Last night Kevin and I had the choice between seeing a National Theatre production of "Macbeth" or watching 30-year-old boys mutilating puppets in a performance titled "Famous Puppet Death Scenes," and I must confess, we went with the puppet death scenes. Without a doubt we made the better choice. I mean, you can see "Macbeth" anytime, right? But how often do you get to see a rubber puppet get his head beat in by a massive disembodied fist? During the 75-minute performance of "Famous Puppet Death Scenes" you get to see the latter at least four times -- and trust me, it gets funnier every time.

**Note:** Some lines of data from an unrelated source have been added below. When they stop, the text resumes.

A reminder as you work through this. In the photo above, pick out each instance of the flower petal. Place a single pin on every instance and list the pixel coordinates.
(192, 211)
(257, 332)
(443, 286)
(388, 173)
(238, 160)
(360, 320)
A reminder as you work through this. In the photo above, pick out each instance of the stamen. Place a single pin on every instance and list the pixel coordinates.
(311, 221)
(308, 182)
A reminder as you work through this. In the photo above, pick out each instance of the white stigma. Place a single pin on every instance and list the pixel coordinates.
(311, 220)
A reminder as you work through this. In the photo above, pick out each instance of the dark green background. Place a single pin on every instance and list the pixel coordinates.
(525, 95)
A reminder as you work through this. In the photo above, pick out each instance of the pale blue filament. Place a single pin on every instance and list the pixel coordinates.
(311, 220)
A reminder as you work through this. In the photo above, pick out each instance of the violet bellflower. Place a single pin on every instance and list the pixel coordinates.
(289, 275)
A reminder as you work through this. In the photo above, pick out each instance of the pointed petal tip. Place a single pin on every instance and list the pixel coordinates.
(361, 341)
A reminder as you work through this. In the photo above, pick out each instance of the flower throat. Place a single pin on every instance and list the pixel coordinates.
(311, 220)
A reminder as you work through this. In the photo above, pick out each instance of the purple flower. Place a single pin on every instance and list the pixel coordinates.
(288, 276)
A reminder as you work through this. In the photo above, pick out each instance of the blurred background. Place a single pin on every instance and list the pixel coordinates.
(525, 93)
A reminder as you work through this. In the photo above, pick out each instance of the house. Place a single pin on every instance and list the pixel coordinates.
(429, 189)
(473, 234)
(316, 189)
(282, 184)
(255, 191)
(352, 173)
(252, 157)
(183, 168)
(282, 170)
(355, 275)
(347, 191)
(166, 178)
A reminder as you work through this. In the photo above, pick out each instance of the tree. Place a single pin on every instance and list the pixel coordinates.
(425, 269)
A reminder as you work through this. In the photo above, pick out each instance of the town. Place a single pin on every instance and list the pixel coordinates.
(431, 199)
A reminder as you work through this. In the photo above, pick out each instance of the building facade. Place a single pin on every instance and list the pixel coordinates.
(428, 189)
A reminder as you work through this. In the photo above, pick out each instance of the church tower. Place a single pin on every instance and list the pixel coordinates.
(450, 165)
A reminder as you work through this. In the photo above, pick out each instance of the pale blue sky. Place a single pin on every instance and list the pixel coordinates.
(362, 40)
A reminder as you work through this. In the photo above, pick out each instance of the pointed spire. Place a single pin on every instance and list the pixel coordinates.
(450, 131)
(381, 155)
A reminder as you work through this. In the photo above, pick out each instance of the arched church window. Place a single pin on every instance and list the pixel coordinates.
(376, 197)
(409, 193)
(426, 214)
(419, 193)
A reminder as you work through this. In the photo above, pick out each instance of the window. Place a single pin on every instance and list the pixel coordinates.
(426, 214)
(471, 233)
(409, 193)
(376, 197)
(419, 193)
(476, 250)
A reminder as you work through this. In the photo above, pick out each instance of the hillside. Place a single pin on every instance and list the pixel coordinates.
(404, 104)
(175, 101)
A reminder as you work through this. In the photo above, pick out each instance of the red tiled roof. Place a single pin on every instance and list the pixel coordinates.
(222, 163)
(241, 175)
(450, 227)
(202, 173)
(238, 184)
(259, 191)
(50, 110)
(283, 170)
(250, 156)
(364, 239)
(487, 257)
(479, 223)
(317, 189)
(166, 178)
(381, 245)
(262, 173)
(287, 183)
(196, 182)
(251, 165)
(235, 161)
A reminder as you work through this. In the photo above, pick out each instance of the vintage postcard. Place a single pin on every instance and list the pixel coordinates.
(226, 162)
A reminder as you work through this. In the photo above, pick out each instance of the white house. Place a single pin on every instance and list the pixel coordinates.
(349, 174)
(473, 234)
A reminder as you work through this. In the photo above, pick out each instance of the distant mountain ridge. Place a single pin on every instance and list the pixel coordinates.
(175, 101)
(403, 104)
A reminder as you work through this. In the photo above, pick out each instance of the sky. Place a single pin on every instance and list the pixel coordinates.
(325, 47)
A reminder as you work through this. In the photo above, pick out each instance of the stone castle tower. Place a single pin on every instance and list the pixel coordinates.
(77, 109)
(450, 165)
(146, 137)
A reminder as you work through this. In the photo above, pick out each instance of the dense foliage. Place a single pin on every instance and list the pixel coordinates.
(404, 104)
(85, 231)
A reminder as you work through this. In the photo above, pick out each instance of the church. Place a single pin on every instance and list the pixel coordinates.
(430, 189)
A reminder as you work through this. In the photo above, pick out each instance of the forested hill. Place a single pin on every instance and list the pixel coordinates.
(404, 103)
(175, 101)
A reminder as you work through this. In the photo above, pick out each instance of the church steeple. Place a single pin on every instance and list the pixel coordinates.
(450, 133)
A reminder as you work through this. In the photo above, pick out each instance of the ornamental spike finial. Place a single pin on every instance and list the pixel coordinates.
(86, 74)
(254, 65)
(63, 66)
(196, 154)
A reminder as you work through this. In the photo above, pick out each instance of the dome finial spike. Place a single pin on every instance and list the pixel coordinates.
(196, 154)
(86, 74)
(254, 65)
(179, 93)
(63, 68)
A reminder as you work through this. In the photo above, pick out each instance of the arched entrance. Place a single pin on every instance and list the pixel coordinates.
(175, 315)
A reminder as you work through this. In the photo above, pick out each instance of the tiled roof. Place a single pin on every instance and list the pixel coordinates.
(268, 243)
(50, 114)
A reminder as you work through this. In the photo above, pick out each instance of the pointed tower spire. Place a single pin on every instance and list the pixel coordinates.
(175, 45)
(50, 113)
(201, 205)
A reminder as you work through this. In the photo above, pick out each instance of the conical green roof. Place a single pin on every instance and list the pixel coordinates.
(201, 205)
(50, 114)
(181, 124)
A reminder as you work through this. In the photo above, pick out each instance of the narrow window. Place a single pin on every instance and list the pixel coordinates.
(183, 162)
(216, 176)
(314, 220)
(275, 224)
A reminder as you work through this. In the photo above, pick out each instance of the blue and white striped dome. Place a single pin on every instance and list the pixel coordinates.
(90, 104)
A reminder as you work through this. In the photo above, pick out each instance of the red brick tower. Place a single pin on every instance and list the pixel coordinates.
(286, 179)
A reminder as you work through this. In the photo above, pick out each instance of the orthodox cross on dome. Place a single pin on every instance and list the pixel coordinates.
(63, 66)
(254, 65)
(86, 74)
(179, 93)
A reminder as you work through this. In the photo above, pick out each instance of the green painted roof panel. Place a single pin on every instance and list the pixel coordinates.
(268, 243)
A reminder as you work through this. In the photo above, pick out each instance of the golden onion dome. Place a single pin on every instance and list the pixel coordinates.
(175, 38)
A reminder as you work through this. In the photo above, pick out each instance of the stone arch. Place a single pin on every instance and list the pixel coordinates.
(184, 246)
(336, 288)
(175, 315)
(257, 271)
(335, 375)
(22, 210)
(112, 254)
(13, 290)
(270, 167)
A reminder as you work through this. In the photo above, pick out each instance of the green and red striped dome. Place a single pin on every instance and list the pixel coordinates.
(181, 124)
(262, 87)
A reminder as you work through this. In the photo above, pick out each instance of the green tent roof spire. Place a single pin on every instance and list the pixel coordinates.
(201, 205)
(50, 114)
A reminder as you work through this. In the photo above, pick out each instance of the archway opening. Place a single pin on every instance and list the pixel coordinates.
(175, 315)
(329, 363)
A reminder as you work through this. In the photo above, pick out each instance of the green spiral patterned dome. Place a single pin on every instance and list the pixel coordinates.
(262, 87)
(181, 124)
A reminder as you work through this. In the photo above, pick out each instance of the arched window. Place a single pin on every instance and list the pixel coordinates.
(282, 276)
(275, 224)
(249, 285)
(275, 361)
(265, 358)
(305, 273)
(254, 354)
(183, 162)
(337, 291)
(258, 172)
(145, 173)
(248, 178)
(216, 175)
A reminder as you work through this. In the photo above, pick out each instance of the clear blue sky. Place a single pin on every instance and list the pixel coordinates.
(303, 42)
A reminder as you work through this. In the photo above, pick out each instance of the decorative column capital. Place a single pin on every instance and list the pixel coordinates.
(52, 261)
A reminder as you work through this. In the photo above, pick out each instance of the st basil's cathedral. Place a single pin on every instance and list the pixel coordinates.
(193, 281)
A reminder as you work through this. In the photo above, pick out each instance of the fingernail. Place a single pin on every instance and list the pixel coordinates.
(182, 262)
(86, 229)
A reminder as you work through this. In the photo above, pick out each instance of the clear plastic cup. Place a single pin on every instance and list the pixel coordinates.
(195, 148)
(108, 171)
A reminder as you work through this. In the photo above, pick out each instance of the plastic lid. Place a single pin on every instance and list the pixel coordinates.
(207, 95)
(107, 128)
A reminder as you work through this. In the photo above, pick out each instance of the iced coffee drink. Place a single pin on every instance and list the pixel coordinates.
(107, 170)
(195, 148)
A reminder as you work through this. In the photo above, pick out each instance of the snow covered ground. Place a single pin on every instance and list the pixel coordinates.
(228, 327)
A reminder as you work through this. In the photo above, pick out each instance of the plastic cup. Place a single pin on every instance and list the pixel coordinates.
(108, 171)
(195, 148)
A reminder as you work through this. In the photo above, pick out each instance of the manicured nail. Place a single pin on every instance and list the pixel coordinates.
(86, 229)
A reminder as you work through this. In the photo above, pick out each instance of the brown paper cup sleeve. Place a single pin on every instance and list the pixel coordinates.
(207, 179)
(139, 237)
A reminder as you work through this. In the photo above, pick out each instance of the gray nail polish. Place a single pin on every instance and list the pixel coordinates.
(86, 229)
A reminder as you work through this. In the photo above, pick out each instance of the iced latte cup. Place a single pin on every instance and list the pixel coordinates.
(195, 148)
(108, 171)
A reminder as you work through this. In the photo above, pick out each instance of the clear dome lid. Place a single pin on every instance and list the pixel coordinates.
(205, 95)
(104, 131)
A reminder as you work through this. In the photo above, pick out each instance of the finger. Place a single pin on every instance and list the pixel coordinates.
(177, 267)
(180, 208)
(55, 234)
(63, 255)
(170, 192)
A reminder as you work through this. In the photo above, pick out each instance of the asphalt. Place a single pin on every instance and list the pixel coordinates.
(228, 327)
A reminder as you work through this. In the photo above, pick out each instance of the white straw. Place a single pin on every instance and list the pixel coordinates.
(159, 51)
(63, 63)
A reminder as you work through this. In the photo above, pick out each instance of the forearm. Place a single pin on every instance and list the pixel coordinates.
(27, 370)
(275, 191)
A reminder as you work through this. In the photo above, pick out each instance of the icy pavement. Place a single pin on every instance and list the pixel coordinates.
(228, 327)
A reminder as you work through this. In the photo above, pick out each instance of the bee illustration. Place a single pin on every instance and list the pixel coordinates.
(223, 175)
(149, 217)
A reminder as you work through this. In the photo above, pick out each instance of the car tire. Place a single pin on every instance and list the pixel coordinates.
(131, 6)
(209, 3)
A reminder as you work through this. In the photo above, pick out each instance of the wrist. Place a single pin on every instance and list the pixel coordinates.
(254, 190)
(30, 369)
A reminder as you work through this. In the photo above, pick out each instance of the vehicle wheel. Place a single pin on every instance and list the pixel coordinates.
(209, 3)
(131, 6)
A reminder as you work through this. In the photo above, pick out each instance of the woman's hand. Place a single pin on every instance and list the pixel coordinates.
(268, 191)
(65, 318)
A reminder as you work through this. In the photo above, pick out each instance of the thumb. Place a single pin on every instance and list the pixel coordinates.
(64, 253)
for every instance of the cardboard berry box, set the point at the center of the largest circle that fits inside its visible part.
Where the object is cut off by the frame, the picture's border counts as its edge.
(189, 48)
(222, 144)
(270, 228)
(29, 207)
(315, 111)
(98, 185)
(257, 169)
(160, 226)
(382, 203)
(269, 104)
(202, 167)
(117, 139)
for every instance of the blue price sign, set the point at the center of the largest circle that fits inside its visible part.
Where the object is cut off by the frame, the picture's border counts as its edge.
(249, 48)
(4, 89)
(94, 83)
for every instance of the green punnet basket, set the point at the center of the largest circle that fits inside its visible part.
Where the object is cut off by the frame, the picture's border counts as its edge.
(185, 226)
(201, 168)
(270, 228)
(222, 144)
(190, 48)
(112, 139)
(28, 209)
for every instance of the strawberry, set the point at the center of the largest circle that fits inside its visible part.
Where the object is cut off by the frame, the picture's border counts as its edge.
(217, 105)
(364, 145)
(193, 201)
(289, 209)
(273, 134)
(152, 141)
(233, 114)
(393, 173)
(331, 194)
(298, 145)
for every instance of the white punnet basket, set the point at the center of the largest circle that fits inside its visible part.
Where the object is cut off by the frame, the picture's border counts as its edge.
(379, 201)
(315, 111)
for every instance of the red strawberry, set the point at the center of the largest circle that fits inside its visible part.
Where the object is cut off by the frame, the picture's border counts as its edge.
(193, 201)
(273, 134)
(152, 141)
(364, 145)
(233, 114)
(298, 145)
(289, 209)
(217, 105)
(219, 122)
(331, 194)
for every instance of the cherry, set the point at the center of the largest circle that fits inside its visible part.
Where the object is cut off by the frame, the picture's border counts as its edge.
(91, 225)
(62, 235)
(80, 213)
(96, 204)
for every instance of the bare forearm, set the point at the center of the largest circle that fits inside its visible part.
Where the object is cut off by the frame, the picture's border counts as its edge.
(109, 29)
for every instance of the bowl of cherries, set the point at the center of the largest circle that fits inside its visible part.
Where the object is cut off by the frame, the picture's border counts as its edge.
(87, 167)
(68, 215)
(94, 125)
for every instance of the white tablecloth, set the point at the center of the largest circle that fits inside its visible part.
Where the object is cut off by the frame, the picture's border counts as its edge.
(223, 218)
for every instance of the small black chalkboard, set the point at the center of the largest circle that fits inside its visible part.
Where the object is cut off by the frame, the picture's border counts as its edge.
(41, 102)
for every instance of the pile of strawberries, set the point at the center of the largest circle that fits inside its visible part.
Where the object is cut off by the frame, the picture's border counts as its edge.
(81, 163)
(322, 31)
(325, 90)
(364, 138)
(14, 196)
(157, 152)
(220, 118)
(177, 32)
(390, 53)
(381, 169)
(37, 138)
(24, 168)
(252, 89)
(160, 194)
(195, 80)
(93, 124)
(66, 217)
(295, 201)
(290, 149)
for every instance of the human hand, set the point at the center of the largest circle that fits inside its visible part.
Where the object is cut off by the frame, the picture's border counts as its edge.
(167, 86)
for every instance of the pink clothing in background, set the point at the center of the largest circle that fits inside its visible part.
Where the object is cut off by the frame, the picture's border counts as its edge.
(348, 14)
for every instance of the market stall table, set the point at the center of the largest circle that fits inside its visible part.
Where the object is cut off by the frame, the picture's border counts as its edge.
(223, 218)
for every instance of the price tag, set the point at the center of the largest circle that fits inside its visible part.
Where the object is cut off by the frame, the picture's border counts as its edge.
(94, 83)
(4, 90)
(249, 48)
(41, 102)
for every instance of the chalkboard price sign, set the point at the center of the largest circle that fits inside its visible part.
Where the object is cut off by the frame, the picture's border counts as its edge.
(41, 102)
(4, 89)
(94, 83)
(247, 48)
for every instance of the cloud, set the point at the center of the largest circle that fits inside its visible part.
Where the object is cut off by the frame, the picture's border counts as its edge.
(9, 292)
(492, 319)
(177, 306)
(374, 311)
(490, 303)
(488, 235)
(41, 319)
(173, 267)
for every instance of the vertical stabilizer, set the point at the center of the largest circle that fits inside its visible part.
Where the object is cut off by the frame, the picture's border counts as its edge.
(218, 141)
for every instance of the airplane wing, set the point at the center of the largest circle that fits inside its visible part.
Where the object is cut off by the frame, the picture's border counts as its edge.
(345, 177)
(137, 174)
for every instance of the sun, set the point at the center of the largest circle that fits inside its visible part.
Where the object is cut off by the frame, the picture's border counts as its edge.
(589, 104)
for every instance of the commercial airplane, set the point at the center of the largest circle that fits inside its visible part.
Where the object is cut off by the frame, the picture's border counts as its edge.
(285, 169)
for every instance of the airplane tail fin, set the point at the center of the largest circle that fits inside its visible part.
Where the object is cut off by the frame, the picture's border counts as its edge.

Although the concept may sound juvenile -- the stated objective of this production by The Old Trout Puppet Workshop was to "get rid of all the fussy plot business between the good bits" -- the performance was anything but. It was a mixture of of true marionette artistry and avant-garde performance art, with a healthy dose of slapstick mixed in (i.e. the repeated cranial punching).
In the "artistry" category, where sketches like "The Cruel Sea... Hour 14," which Kevin likened to a David Lynch movie. Here, a craggy old sea captain sits at the helm of his boat on a bitter North Sea night. The monotonous rocking of the sea and creaking of the boat is mind-numbing and goes on for what feels like forever, without any action, until the audience begins to squirm in their seats and think now might be a good time to take a bathroom break. Suddenly, bits of the captain's face crack off and float into the ether like the breakaway of an iceberg. Next, he loses an ear and then an arm. His steady erosion continues until there is nothing left but a stump of rough-hewn wood.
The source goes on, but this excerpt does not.